Жизнь простого черта совсем не мед, как кажется неразумным бесяткам. Они лишь холопы Сатаны, и за каждую провинность их нещадно драли плетьми.

Сидя рядом со сценой, Франсуа почти ощущал, как обжигают рот, глотку и внутренности Неразумного раскаленные кушанья. От этого ему стало не по себе, и его всего даже передернуло. «Прости и спаси меня, Господи! Клянусь всеми святыми и тем, что мне дорого, что исправлюсь или во всяком случае постараюсь сделать так», – мысленно взмолился Франсуа и осенил себя крестным знамением.

Средневековая вера значительно отличалась от современной, поскольку была более искренней, наивной, нелицемерной и в то же время в чем-то более жестокой. Жизнь смертного была немыслима без постоянного обращения к Творцу. Со Всевышним советовались, как с родным отцом. Атеизм, широко распространился в век Просвещения, но тогда был еще совершенно чужд людям.

Осушив кружку, лиценциат не стал гадать о том, чего не мог уразуметь, а потому вспомнил прошлую ночь, когда вместе с Катрин поднялся в ее спальню и она начала расшнуровать платье. Франсуа смотрел на нее, как завороженный. В конце концов верхняя одежда с шелестом соскользнула на ирландский ковер, отчего Франсуа чуть не превратился в соляной столп[20].
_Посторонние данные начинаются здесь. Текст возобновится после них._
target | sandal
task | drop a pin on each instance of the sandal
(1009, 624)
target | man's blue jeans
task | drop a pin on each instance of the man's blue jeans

Молодая женщина знала толк в обольщении и виртуозно владела искусством одурманивания мужчин, хотя сему ее никто не учил. Видно, это было у нее в крови. Все-таки в том, что кто-то преподал ей сию науку, молодой человек не сомневался, тем не менее его все устраивало в ней, вплоть до капризов и чудачеств.

Разум мутился, когда он оставался один на один с ней, потому немудрено, что лиценциата совершенно не соображал что-либо. «Уж не ведьма ли Катрин?» – мелькало у него порой в уме, когда он приходил в себя, ибо вера в нечистую силу была всеобъемлюща.

Его любимая казалась Франсуа особенно прекрасной, когда он взирал на нее при зыбком, неверном колеблющемся свете свечи. Тогда у него захватывало дух, будто он на качелях то взлетал к небесам, то с замиранием сердца падал в бездну.